Background: Risk stratification is a population health management approach that classifies patients according to their health risks and projected care needs. This strategy is especially valuable in primary care, where timely interventions for high-risk individuals can lead to better health outcomes, reduced healthcare expenditures, and a more sustainable healthcare system. The goal of this study was to establish expert consensus on the clinical and sociodemographic patient factors that should be incorporated into a primary care risk stratification tool.
Methods: A multidisciplinary expert panel of 24 healthcare professionals, including primary care providers (PCPs), specialists, and allied health professionals, was convened in June 2024 by Local Health Authority of Parma, Italy. Using the Nominal Group Technique, the panel was asked to define 'health risk' and identify contributing factors based on clinical and social relevance and data availability in patients' PCP electronic medical records. A modified Delphi process, following ACCORD guidelines for consensus-based methods, was conducted in three rounds (July-October 2024) to derive numerical weights for the factors. Survey questions rated the perceived importance of factors using a Likert scale (1 = no importance to 9 = critical importance). Consensus, defined as ≥ 75% agreement among panelists, set each factor's weight to the median importance rating.

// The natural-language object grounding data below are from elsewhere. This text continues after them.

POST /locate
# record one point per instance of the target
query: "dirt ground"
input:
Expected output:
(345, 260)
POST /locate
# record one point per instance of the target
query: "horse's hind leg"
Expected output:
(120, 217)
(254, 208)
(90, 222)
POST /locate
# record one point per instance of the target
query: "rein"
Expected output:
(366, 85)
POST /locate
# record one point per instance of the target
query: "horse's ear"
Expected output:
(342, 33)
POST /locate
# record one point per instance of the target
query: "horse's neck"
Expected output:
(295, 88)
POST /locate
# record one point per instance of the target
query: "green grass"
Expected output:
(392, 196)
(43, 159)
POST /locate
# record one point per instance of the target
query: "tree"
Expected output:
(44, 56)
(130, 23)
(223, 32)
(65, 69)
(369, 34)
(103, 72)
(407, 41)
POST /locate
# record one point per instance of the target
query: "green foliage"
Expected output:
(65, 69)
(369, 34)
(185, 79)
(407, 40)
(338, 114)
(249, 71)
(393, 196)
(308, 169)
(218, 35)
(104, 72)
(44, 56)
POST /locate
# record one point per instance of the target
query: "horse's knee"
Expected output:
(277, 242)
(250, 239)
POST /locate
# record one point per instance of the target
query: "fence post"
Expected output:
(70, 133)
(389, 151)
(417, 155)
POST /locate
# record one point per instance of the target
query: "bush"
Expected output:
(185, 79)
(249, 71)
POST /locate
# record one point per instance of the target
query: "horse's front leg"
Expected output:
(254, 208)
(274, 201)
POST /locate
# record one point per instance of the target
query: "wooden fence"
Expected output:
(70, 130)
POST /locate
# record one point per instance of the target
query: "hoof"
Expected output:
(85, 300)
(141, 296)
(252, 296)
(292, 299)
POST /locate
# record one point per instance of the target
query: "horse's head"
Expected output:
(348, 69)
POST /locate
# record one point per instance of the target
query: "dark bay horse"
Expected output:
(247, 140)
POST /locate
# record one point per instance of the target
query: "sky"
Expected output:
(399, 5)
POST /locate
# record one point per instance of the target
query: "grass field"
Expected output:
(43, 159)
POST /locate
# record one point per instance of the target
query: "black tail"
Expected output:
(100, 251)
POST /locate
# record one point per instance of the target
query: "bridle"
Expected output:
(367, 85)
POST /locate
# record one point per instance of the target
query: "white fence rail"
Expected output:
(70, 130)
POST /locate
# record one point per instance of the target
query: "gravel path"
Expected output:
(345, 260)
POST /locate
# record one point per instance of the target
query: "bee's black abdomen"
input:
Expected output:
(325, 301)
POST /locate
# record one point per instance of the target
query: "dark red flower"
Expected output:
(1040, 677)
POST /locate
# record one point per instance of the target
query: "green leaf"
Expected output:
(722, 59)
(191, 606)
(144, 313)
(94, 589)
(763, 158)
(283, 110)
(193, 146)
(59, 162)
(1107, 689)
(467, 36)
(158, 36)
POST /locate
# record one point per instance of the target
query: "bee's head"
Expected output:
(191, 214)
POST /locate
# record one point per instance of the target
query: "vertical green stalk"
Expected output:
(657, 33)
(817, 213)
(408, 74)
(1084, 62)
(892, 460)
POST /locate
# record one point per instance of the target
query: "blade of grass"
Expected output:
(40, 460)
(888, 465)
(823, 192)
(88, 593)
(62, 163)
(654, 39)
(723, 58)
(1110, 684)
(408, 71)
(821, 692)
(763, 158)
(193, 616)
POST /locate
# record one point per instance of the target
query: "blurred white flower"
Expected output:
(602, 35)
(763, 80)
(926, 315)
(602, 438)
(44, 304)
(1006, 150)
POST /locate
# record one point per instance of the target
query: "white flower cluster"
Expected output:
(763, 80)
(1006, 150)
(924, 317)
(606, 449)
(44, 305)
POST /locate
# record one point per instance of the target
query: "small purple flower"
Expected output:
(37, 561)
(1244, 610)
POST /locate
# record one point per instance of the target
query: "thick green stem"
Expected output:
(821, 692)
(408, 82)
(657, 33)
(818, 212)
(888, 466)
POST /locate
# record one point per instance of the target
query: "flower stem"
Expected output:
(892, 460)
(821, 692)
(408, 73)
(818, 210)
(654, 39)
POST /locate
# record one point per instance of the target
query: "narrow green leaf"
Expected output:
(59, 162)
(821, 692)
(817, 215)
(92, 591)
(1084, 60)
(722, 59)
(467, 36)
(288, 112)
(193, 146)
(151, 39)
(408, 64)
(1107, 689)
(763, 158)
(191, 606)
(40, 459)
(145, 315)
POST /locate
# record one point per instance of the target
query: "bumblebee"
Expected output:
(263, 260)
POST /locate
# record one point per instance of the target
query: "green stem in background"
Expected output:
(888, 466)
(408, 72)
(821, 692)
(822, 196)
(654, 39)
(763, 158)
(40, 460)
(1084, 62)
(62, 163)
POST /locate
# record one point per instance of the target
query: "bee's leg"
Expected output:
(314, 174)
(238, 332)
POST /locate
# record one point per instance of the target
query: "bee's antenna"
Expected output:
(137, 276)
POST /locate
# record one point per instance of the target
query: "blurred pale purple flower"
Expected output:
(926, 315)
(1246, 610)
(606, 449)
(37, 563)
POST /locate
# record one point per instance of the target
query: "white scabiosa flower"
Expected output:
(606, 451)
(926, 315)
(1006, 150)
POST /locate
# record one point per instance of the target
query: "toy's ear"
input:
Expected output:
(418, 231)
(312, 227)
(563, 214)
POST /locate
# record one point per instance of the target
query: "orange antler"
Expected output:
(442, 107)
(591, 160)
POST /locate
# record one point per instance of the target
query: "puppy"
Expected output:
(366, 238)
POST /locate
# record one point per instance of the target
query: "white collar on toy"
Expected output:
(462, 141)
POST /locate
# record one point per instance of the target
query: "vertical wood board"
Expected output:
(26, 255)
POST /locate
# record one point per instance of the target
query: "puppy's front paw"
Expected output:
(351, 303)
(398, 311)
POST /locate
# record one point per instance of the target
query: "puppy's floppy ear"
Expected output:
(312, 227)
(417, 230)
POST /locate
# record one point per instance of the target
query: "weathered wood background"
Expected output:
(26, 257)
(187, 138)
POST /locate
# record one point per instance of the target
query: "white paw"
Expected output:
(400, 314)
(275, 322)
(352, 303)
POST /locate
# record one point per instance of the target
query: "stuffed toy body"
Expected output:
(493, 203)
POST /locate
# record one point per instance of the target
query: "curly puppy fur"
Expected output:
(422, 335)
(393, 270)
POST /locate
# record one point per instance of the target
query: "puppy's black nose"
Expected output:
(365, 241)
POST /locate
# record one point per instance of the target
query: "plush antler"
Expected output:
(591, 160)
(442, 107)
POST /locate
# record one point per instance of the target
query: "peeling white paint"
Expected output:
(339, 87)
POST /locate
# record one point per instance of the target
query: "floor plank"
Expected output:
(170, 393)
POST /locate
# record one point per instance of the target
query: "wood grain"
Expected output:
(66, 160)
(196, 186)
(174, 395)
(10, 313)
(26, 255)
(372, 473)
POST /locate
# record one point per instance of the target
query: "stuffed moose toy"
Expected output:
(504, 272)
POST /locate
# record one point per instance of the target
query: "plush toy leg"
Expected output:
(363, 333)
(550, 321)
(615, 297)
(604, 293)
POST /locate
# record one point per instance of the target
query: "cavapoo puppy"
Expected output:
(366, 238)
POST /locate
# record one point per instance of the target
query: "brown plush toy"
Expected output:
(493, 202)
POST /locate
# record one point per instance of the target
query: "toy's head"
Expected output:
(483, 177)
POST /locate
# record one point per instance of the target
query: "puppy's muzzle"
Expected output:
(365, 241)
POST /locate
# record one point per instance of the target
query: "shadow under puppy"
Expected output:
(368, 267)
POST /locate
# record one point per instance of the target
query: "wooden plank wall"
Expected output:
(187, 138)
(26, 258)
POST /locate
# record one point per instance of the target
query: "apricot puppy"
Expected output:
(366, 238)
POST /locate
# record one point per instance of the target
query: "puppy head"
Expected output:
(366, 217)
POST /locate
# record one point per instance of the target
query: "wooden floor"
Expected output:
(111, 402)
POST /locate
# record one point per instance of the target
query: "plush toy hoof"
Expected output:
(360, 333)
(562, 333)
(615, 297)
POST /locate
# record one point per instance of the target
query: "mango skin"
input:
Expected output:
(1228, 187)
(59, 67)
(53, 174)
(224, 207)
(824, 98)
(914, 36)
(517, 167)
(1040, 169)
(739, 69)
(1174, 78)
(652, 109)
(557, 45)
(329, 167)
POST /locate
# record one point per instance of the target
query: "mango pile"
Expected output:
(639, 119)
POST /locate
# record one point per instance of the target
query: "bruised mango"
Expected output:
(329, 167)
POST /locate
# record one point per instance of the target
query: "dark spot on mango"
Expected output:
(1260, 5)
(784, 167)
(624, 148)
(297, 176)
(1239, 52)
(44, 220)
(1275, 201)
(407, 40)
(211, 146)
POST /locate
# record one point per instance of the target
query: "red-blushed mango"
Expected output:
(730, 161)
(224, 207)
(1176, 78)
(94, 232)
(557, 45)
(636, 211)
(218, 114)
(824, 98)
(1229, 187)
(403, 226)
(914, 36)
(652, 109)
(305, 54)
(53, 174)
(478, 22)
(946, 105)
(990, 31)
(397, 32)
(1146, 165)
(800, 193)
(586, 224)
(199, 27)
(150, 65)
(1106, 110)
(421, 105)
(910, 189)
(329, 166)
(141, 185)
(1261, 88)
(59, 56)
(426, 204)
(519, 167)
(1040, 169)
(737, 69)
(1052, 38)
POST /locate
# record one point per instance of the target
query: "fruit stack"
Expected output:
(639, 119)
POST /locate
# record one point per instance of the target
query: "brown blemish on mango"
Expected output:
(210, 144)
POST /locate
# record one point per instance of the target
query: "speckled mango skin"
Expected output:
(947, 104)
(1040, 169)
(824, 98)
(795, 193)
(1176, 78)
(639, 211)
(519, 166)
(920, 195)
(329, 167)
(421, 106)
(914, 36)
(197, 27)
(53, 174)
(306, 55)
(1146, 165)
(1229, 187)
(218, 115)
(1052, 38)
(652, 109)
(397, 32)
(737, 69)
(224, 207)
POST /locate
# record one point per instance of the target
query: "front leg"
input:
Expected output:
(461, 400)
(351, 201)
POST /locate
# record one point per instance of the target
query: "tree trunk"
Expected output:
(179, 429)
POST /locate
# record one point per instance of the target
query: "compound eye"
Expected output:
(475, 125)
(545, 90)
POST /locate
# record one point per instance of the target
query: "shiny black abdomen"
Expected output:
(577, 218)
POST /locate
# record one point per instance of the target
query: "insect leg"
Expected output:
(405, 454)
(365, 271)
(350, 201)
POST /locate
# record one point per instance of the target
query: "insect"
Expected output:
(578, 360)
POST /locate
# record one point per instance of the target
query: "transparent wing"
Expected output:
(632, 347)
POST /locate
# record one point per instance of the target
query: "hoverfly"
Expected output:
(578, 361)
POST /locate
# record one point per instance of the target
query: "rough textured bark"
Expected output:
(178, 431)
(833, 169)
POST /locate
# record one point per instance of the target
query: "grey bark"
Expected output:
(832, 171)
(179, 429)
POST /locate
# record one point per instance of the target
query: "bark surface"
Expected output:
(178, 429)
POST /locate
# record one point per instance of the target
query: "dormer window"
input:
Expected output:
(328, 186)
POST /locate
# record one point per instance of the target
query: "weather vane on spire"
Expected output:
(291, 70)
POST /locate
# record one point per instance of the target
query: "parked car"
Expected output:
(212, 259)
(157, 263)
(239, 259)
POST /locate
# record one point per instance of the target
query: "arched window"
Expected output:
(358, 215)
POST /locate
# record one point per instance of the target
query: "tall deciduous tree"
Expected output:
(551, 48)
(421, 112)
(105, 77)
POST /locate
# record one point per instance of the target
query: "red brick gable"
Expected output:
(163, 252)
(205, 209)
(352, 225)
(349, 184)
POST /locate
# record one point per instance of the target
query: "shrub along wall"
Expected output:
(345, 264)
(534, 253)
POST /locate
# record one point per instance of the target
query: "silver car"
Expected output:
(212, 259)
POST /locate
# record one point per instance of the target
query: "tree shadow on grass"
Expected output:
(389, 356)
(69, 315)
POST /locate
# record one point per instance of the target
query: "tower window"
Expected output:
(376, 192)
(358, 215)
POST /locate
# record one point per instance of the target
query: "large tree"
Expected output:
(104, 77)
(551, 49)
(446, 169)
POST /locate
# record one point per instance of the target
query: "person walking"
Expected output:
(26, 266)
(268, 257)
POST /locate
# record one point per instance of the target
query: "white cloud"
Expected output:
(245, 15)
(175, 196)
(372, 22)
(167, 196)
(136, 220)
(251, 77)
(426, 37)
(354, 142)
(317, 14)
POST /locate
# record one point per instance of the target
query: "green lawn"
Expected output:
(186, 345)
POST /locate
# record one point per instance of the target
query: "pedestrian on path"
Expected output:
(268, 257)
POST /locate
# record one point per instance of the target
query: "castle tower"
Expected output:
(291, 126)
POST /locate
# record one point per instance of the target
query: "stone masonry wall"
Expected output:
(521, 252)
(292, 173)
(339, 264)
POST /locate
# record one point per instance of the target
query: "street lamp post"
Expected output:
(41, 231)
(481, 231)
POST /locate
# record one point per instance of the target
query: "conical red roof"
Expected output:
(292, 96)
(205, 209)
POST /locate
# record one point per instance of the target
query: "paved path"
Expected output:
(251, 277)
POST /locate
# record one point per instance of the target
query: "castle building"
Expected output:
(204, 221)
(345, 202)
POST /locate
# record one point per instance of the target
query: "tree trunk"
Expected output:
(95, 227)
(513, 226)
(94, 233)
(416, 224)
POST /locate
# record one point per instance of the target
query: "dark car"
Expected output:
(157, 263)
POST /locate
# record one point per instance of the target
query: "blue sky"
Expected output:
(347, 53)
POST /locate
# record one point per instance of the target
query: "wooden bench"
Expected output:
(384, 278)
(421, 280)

Results: Health risk was defined as "the likelihood of a progressive deterioration of an individual's health status due to medical and/or psychosocial-welfare conditions that could lead to hospitalization or death within a year." A total of 31 clinical and social factors were identified, and consensus about importance was achieved for all factors. Higher-weighted factors included advanced age, excessive polypharmacy, cancer, cognitive impairment, and social-psychological distress, followed by clinical conditions such as renal failure, stroke, and heart failure, and previous hospitalizations and emergency room visits.
Conclusions: The tool provides a robust framework for population health risk stratification in primary care, aligning with Italy's healthcare reform goals. Future phases will validate the tool's predictive performance using patient-level PCP data and assess its implications for policy and practice.